Background: Angina pectoris (AP), characterized by retrosternal chest pain, pressure, or discomfort, serves as a prognostic indicator for significant cardiac adverse events and has been associated with numerous inflammatory mechanisms in prior research. Nevertheless, the precise causal connection between AP and diverse circulating inflammatory proteins remains inadequately elucidated.

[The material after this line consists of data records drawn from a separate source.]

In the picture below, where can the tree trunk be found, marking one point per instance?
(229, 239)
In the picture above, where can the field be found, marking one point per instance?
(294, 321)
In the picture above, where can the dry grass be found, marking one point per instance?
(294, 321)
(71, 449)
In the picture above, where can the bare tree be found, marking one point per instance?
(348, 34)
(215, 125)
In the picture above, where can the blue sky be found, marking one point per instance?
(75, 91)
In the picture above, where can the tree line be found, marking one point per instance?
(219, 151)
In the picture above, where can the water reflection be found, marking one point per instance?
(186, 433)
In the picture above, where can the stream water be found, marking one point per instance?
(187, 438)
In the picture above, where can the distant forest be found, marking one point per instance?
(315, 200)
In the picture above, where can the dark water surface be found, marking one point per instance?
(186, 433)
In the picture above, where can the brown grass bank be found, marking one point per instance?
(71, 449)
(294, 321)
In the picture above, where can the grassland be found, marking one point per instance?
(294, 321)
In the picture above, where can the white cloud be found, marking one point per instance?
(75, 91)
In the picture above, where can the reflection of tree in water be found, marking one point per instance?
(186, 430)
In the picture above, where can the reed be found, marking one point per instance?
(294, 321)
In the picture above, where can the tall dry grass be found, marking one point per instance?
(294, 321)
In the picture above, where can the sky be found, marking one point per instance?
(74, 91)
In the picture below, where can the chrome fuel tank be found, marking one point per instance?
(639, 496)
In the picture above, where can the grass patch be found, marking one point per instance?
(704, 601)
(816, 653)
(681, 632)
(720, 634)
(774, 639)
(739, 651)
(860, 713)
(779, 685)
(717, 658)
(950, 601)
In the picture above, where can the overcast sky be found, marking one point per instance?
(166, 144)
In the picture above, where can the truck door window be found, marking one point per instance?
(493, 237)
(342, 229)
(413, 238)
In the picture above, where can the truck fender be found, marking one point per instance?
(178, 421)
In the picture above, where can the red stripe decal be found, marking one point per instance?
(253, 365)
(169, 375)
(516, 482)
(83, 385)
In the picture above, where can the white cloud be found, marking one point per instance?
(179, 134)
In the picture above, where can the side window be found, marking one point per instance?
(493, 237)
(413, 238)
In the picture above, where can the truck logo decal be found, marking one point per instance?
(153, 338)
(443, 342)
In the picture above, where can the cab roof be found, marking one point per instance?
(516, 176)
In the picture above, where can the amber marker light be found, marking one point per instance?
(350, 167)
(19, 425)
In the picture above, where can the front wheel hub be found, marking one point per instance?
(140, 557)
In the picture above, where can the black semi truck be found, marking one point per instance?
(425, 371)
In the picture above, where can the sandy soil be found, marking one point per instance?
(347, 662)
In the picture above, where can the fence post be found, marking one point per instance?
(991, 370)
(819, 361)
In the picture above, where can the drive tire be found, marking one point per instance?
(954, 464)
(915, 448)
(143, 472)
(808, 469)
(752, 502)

Methods: This study used a thorough two-sample Mendelian randomization analysis to determine the causal link between inflammatory proteins in the blood and AP. We used public genetic data to study the link between 91 inflammatory cytokine signatures and susceptibility to AP. Furthermore, we employed a two-step MR approach, incorporating data from 1400 metabolites, to explore potential mediators in the relationship between circulating inflammatory proteins and AP. A comprehensive sensitivity analysis was conducted to ascertain the validity of the findings, considering factors such as robustness, pleiotropy, and heterogeneity.

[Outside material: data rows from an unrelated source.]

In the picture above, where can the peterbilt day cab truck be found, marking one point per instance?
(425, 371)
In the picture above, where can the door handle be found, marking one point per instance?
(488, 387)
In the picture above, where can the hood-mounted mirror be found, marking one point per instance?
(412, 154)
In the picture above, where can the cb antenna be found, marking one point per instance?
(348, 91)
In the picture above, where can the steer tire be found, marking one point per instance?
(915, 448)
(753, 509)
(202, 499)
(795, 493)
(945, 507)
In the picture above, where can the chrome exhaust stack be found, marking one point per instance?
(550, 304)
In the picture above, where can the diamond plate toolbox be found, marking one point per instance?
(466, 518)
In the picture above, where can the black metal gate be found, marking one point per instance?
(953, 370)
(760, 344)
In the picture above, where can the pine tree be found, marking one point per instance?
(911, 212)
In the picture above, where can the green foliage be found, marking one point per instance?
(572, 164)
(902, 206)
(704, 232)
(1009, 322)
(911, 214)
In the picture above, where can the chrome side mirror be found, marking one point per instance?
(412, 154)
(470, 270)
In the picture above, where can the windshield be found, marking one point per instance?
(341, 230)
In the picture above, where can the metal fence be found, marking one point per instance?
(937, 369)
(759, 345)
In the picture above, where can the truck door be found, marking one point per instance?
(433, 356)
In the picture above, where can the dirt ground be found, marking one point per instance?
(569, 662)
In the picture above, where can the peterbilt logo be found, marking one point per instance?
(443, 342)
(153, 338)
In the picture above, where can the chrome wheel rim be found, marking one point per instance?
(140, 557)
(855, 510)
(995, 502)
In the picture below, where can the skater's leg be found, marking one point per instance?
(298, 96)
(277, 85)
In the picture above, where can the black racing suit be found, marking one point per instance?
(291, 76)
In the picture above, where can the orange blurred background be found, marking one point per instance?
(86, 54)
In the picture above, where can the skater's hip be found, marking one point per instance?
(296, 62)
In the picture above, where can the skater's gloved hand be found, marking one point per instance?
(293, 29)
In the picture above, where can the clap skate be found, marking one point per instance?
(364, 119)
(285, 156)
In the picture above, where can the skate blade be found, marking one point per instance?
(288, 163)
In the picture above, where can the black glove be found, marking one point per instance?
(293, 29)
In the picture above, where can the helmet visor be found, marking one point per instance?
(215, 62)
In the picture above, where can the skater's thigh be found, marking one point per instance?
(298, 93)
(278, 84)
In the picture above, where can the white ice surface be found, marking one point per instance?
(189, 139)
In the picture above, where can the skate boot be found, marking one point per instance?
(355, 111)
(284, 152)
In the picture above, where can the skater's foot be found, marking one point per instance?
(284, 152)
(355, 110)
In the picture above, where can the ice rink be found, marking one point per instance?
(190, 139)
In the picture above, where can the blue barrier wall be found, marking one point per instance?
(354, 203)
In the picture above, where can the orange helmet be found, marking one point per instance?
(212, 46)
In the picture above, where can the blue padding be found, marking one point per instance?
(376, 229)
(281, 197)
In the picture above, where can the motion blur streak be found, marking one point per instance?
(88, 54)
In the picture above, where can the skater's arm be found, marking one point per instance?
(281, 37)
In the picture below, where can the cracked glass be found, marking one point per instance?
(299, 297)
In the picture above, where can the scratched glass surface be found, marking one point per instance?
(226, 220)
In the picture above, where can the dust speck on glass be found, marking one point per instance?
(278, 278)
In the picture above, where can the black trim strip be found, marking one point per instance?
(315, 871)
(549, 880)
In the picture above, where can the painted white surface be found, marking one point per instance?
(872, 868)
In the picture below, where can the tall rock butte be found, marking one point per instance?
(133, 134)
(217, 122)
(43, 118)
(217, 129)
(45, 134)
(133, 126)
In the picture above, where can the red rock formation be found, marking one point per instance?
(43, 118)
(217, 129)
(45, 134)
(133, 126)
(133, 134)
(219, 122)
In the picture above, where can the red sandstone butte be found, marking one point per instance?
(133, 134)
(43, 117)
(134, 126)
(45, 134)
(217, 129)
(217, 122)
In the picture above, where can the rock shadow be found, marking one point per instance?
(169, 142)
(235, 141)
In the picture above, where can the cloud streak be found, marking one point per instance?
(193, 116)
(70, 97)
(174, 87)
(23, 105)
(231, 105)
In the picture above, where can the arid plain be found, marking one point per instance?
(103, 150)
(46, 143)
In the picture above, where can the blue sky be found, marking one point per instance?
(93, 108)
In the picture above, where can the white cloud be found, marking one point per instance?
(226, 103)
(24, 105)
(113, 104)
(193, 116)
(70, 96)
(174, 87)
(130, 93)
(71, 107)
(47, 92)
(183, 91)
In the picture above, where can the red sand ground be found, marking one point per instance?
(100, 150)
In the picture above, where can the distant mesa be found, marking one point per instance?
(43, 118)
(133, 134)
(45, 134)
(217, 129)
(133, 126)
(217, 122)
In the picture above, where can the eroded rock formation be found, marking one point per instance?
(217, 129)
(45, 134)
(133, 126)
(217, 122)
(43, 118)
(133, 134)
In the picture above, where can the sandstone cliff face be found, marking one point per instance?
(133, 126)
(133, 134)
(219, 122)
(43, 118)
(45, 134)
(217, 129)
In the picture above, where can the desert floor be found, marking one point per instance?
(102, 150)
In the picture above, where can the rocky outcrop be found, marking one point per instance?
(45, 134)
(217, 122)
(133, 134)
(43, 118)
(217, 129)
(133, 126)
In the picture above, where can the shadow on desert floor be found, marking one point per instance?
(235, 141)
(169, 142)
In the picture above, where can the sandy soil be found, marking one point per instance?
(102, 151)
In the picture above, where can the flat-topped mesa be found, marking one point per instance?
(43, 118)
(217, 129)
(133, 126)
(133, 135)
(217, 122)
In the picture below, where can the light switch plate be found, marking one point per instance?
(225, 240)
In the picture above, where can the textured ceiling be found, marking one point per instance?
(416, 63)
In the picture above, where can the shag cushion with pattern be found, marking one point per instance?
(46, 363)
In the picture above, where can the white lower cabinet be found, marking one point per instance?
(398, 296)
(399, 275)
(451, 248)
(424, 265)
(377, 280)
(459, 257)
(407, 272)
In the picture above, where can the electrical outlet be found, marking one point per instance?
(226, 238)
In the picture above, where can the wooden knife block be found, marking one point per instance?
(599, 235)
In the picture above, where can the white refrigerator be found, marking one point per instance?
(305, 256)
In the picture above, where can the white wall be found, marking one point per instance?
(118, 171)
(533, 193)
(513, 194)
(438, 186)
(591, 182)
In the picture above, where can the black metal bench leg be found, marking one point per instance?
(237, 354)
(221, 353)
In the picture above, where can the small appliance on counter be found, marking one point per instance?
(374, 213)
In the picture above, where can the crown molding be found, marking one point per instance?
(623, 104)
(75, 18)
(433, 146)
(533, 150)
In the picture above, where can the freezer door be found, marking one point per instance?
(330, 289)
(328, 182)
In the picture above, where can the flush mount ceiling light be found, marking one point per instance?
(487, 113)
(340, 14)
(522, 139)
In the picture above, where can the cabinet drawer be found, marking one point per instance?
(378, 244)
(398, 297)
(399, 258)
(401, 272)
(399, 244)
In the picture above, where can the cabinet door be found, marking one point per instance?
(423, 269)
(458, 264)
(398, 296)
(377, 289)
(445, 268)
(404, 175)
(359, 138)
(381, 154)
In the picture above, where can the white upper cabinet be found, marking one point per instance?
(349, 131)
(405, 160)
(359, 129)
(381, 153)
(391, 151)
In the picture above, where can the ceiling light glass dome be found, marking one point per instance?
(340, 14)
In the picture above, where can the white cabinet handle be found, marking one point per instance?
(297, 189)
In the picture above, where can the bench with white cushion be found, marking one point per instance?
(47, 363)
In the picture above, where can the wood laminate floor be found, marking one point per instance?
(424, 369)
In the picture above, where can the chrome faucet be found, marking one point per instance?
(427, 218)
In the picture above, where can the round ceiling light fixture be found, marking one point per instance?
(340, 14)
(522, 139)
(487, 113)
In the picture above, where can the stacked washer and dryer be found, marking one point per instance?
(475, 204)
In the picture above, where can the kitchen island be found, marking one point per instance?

Results: Following the application of the false discovery rate (FDR) correction (P < 0.05), it was determined that circulating inflammatory proteins exhibited a significant impact on AP. In our study, one circulating inflammatory protein was identified as negatively associated with AP risk significance: interleukin-10. In addition, we examined 5 circulating inflammatory proteins with no statistically significant effect of AP, but it is worth mentioning that they had an unadjusted low P-value phenotype. Two of them, respectively, leukemia inhibitory factor, interleukin−4 have a negative effect on the incidence of AP, whereas the remaining three, interleukin−20 ,interleukin−22 receptor subunit alpha−1, neurotrophin−3 have a positive effect on the incidence of AP. At the same time, we also detected the effects of AP on three circulating inflammatory proteins after multiple FDR correction adjustments. They are t−cell surface glycoprotein CD5, interleukin−10 receptor subunit beta, and interleukin−18 receptor 1. We also examined the effect of a circulating inflammatory proteins called hepatocyte growth factor on AP without statistical significance, but its P FDR <0.2. They all showed a downward trend after the onset of AP.

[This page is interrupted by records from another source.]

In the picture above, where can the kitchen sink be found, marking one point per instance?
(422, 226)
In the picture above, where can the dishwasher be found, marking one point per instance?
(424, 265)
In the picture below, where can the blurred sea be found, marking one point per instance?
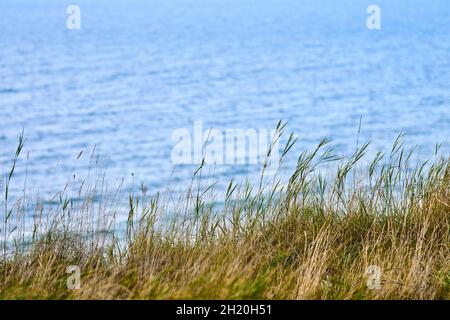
(138, 70)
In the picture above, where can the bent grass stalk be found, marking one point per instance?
(313, 237)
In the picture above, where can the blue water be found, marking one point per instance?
(138, 70)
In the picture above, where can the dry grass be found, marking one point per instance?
(312, 238)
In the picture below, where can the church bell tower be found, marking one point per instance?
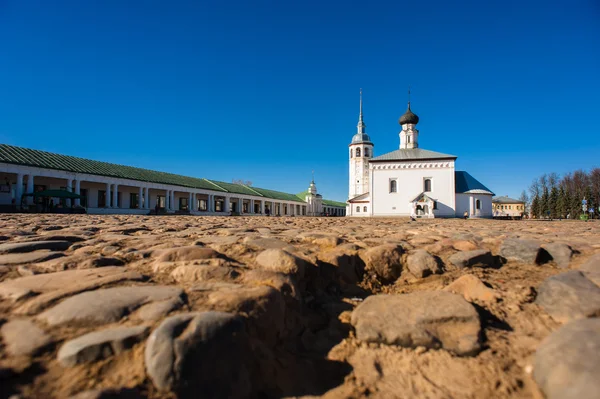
(409, 135)
(361, 150)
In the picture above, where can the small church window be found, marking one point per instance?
(427, 185)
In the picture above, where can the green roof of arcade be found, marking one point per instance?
(42, 159)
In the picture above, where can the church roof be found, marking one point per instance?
(506, 200)
(360, 138)
(408, 154)
(464, 183)
(408, 117)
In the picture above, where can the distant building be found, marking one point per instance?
(317, 206)
(410, 180)
(107, 188)
(505, 207)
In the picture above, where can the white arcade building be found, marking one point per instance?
(410, 180)
(31, 179)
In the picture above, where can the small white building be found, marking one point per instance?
(410, 180)
(107, 188)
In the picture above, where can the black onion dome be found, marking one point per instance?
(408, 117)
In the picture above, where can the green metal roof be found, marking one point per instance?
(506, 200)
(42, 159)
(303, 195)
(334, 203)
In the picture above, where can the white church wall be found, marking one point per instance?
(410, 183)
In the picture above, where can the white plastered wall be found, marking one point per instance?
(410, 176)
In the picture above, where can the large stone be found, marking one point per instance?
(263, 306)
(193, 273)
(29, 257)
(569, 296)
(385, 260)
(69, 280)
(431, 319)
(592, 265)
(567, 362)
(277, 260)
(266, 243)
(560, 253)
(192, 252)
(200, 352)
(100, 344)
(23, 337)
(478, 257)
(526, 251)
(472, 289)
(158, 310)
(345, 264)
(421, 263)
(100, 261)
(20, 247)
(106, 305)
(110, 393)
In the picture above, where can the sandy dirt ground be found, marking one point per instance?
(292, 285)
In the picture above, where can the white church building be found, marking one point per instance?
(410, 181)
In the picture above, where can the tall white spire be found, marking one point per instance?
(361, 125)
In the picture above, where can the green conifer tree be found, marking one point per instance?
(553, 203)
(544, 203)
(535, 207)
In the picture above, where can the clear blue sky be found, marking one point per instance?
(267, 91)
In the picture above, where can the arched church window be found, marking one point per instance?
(427, 185)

Conclusions: As a result of our study, it was demonstrated that circulating inflammatory proteins are closely associated with AP via genetic means, which provides guidance for future clinical studies. This finding provides evidence for the prevention and treatment of AP with drug therapy targeting circulating inflammatory proteins. Further exploration is needed to verify the clinical significance of the association of circulating inflammatory proteins with the risk of AP development.